Zerre kadar inancı olan bir insandan peygamberlere kadar hiçbir insan, Allah’a sığınıp O’na dua etmekten kendini uzak görmemiştir. İman gönülleri parlatır, gökleri ve yeri aydınlatır. Cenab-ı Hak, “Dua edin. Dua edin ki icabet edeyim” buyuruyor. Dua ilâhi bir davete icabettir.
“Yolunu şaşırmışlardan başka kim, Rabbinin rahmetinden ümidini keser? (Hicr, 56). Korkarak ve ümit ederek O’na dua ediniz. Hiç şüphe yok ki Allah’ın rahmeti içtenlikle dua edenlere yakındır. Gerçekten inananlar, Allah’ın rahmetinden ümit kesmezler. “Sizden kim bilmeyerek bir kötülük işler de sonra ardından tövbe eder, kendini düzeltirse, Allah ona rahmet eder. Şüphe yok ki, o bağışlayan, merhamet edendir.” (En-am, 51).
Okuyan insan, dua eden insana benzer. Okumak kelimesinin aynı zamanda dua etmek anlamına gelmesinde bizi düşündüren nice incelikler vardır. İnsan sıkıldıkça inandığı, güvendiği bir dostuna içini açmak ihtiyacını hisseder. Sıkıntıları gizlemek hastalığı çoğaltır. Yunus, “Sevdiğimi demez isem, sevgi derdi boğar beni” der.
Cenab-ı Hak, “Kulum bana dua edince, Ben ona karşılık veririm. O halde onlar da davetime uysunlar.” buyurur. Dua, müminin silahıdır. Dinin direğidir. Göklerin ve yerin nurudur. Duanın gelmiş ve henüz gelmemiş belaya karşı yararı vardır. “Ben dua etmem. Gelecek olan gelir.” deme. Bunlar boş sözlerdir. Bel kemiğinden konuşan insanların saçmalarıdır. Daima dua et. Dua etmek bir vazifedir, Anadolu insanı sevdiği, saydığı insanlar için “ağzı dualı” tabirini kullanır. Düşünen insanlar için, nice incelikler vardır.
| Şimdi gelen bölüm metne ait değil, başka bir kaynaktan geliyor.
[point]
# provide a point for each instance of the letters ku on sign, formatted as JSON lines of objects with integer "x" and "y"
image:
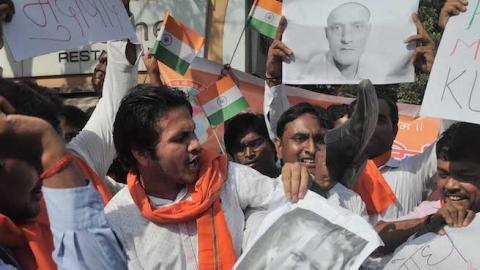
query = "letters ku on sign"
{"x": 453, "y": 90}
{"x": 43, "y": 26}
Duanın kelime manası, çağırmak demektir. Dua ibadetin ruhudur. İnsan daha dua ederken ruh huzuru başlar. İnanmayan tecrübe edebilir. Dua ile beraber, gönül kapıları da açılmaya başlar. Kalpler ancak Allah’ı anmakla huzura kavuşurlar.
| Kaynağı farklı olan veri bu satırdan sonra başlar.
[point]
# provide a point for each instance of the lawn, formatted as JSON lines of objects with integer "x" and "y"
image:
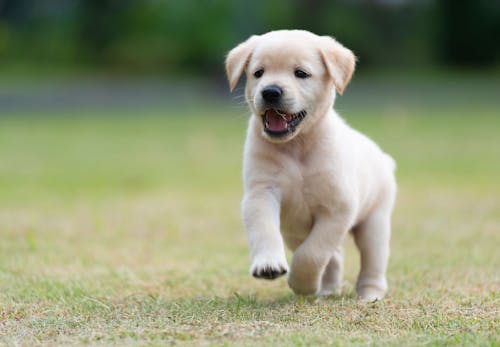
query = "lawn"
{"x": 123, "y": 227}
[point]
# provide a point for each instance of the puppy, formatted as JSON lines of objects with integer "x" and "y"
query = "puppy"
{"x": 309, "y": 178}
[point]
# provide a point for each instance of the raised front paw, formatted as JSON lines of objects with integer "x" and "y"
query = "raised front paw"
{"x": 268, "y": 268}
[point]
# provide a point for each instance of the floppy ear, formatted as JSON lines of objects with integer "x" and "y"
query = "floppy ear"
{"x": 237, "y": 60}
{"x": 339, "y": 62}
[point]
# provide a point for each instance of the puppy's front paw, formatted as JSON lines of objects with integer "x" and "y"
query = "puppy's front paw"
{"x": 268, "y": 268}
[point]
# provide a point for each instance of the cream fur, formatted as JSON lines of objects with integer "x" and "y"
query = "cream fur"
{"x": 310, "y": 188}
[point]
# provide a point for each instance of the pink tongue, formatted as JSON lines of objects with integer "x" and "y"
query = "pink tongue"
{"x": 274, "y": 121}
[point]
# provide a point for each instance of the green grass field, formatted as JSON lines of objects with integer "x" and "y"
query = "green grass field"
{"x": 123, "y": 228}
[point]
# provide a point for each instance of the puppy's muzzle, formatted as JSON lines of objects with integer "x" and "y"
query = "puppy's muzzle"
{"x": 272, "y": 94}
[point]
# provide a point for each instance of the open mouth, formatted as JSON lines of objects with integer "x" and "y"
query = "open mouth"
{"x": 278, "y": 123}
Cennete ilk çağrılacak olanlar, hem darlık, hem genişlik zamanlarında Allahla beraber olanlar, O’na hamd edenlerdir. Amellerin en faziletlisi, az da olsa, devamlı olanıdır. Nasıl tek kanatla kuş uçamazsa, yanlız dünya veya yanlız ahiret işleriyle meşgul olan kimse mutlu ve huzurlu olamaz. Marifet her ikisi arasında sağlam bir denge kurmaktır.
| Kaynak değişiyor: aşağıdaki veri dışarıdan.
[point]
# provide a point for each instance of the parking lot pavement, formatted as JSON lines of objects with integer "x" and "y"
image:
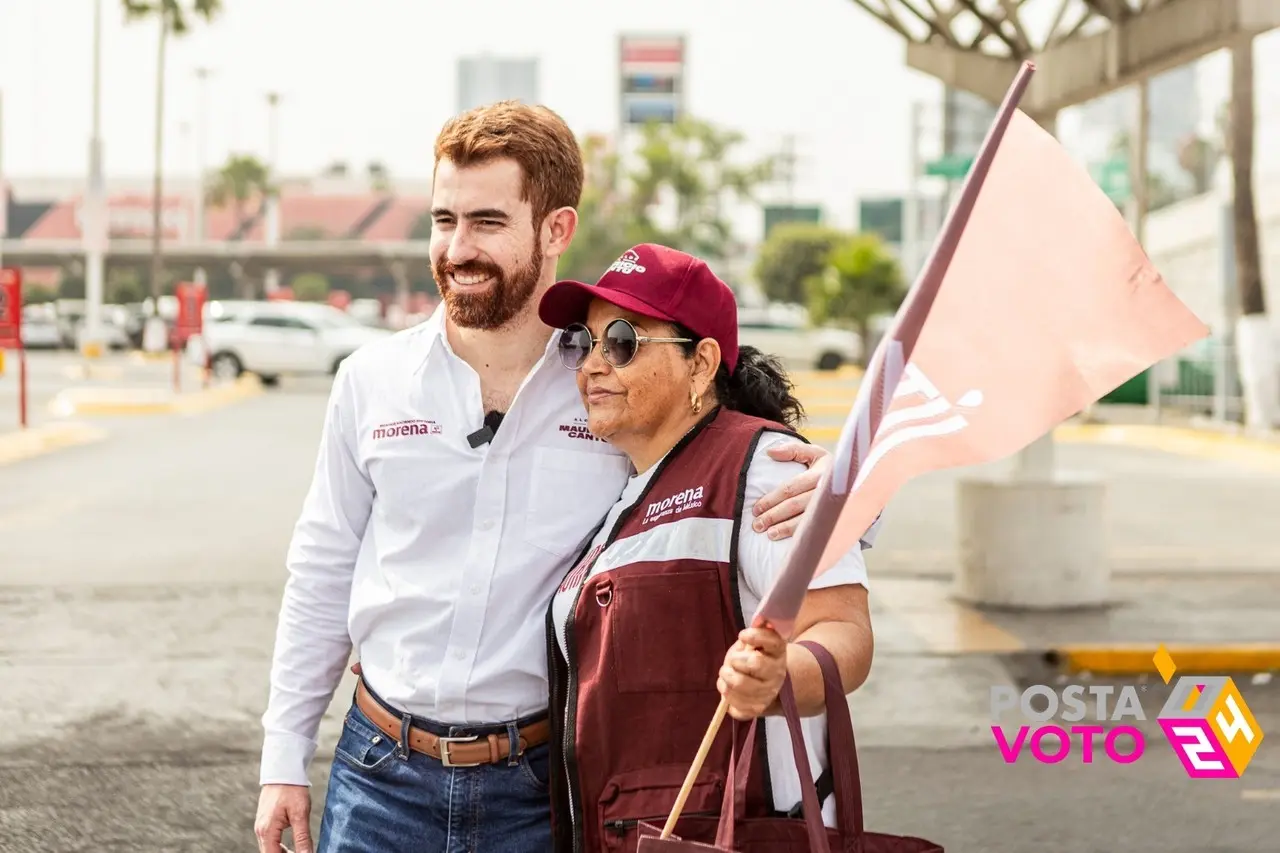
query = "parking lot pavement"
{"x": 140, "y": 580}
Pâdişahlardan birisi çok üzgündür. Ruslarla yapılan harp kaybedilmiştir. Günlerce ağzını bıçak açmaz, yemez, içmez, uyumaz. Zamanın Şeyh-ül İslâmı teselliye gider. “Pâdişahım,” der, “niye üzülüyorsun? Gayet tabii böyle olacaktı. Dünya kâfirin, âhiret Müslümanın. Dünya hayatında hâliyle onların yüzü gülecek. Onlar üstün gelecek.”… İslâma bu kadar yabancı bir düşünce az bulunur. Sözümona Şeyh-ül İslâm, nasıl da Peygamberimizin hadisini unutuyor. Kâinatın Efendisi, “Dünya ahiretin tarlasıdır. Ne ekerseniz onu biçersiniz” buyurmadı mı? Yüce Allah, bu dünyadaki nice nimetleri, güzellikleri yalnız kafirler için mi yarattı? Bu ne kadar yanlış, sakat bir düşünce. Hayatı neden dünya, âhiret diye ayırıyor, tevhitten uzaklaşıyoruz! Önemli olan her an, Allah’la beraber olup, O’nun rızasını kazanmaya çalışmak değil mi? Dünyası rezil olanın, ahiretinin güzel olması mümkün mü? Zakkum eken gül biçer mi?